Para ese entonces era a todo o nada: dos partidos, un rival. Ida y vuelta. El destino escogió a Perú, potencia de Suramérica. El corazón y la razón apuntaban a direcciones opuestas. Pero el futuro los unió: el primer partido tuvo lugar en el estadio El Campín.

 La derrota en Bogotá era aceptable, el empate festejable, pero el triunfo inconcebible. Por eso, cuando Eusebio Escobar tomó el rebote del portero Rigoberto Felandro, tras un remate de Delio Maravilla Gamboa, y anotó el único tanto en el estadio El Campín, no solo celebraron los 40 mil asistentes. También lo hicieron los 15 mil que se quedaron a las afueras del escenario, sentados en muebles de sala y pegados a unos cuantos radios transistores. 1-0, el Mundial dejaba de ser un espejismo.

Colombia no ganó ese 30 de abril de 1961. No perdió, que es otra cosa. La anterior afirmación puede sonar ambigua, pero la connotación que lleva implícita explica el porqué del titular de El Espectador el 1º de mayo de ese año: “Colombia no perdió”. Perú, una de las mejores selecciones de Suramérica, era el obstáculo a vencer para ir al Mundial de Chile. Y quedaba el duelo de vuelta en Lima, la semana siguiente.
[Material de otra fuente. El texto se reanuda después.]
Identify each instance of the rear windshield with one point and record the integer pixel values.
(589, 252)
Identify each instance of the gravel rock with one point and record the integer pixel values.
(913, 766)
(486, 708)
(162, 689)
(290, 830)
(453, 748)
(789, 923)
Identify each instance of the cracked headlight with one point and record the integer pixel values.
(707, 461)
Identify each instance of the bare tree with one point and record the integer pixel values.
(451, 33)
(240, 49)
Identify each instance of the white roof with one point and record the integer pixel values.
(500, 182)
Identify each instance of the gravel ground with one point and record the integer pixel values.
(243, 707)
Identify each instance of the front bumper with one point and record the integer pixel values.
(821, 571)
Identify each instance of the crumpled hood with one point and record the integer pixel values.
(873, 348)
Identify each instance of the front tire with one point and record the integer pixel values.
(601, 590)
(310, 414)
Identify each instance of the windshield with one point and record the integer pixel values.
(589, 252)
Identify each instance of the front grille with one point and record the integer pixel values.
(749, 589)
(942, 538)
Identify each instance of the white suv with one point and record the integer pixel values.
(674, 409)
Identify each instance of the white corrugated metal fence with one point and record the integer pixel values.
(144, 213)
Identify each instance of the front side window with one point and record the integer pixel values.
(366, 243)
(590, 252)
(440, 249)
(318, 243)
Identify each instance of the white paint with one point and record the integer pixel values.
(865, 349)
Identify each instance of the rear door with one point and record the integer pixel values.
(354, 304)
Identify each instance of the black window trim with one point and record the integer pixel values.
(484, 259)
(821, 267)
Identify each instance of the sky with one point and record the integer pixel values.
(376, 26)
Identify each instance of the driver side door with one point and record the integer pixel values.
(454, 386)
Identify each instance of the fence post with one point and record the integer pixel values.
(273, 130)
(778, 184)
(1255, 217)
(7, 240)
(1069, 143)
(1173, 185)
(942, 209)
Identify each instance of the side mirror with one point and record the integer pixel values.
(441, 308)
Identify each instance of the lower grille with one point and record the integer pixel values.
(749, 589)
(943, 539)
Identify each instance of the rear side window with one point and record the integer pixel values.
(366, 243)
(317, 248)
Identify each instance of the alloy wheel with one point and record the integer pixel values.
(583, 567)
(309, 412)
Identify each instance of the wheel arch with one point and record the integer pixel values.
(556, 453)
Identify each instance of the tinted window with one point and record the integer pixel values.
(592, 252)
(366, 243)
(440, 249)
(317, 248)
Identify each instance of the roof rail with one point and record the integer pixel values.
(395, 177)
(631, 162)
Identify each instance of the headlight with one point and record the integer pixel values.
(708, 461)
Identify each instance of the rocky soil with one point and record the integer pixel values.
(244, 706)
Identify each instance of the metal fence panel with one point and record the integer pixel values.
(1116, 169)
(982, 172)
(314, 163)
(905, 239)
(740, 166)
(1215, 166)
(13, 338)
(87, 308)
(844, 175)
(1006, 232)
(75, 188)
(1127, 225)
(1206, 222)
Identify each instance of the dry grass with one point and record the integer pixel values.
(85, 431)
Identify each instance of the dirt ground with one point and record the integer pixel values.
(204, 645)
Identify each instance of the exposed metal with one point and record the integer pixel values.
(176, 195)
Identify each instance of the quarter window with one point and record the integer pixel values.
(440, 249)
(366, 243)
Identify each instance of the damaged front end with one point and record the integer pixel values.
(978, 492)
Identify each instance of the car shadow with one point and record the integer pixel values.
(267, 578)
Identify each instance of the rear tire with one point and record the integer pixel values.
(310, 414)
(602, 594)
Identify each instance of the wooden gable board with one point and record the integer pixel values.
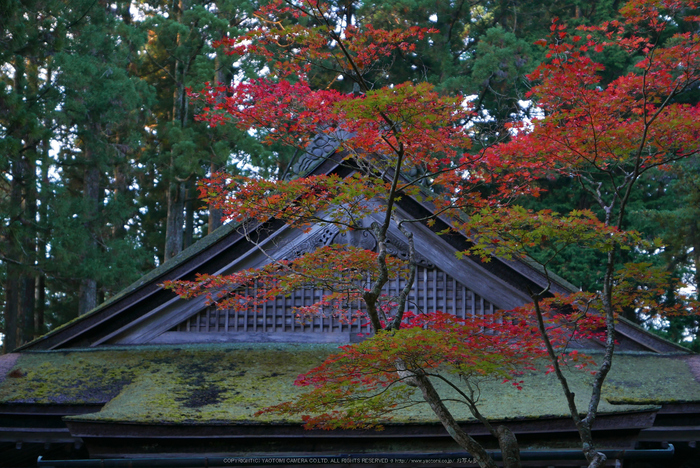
(145, 311)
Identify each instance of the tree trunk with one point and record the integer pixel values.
(175, 219)
(457, 433)
(87, 299)
(188, 235)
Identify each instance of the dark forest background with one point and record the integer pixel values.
(100, 154)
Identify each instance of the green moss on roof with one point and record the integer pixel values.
(225, 383)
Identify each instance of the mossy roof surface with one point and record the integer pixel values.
(194, 384)
(199, 246)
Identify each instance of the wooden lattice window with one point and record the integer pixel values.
(432, 290)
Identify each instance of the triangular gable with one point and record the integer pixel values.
(144, 313)
(467, 291)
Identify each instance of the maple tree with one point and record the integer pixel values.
(408, 140)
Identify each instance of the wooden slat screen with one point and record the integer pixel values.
(433, 290)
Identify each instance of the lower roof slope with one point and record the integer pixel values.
(228, 383)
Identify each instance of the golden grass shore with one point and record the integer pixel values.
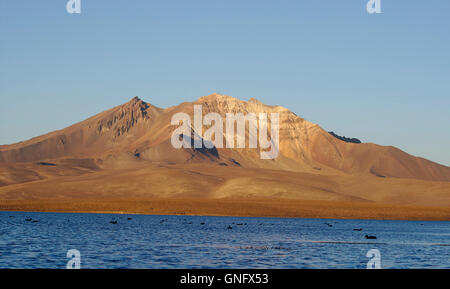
(282, 208)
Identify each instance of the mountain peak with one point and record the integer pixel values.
(217, 97)
(136, 99)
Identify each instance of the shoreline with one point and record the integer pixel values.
(279, 208)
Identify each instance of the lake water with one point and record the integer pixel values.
(207, 242)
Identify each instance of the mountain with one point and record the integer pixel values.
(140, 129)
(126, 151)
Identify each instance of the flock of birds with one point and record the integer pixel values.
(115, 222)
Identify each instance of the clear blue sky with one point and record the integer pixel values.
(382, 78)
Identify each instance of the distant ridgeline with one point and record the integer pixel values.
(346, 139)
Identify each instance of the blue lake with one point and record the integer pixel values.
(208, 242)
Se hizo el milagro: el equipo cafetero empató 1-1 frente a los incas con anotaciones de Faustino Delgado y Héctor “El Zipa” González. Pasaporte para disputar por primera vez un Mundial. Histórico, hermoso. Las palabras más repetidas al unísono en la radio, en los diarios, en los diálogos callejeros, en los cafés de Bogotá y Medellín, en las playas de Cartagena. Luego ya vendría el empate con la Unión Soviética (4-4), el gol olímpico de Marcos Coll y un paso efímero en la Copa del Mundo, pero eterno para los colombianos. Una fiesta vibrante que se vivió de la mano del técnico argentino Adolfo Pedernera.

Y el próximo martes, 56 años después, a la batuta de otro argentino, Colombia soñará con clasificarse al sexto mundial de su historia. El camino se puso rocoso, pero no imposible. Los tiempos han cambiado y el conjunto de José Pekerman, quinto en el pasado Mundial de Brasil, se entregará por completo. Con el alma, piel y corazón. Una final frente a un país que lleva 36 años sin asistir a una cita orbital. Y nadie más que ellos, disciernen el auténtico deseo de pulsar el botón y dejar ese contador en cero. Por fin.

Duelo al muerte. Todo el camino se resumirá en 90 minutos. Uno de tropiezos, lágrimas y gritos de esperanza. El próximo martes, el libro cerrará su capítulo. Que puede ser el último. O tal vez, el comienzo de otro un poco más esperanzador.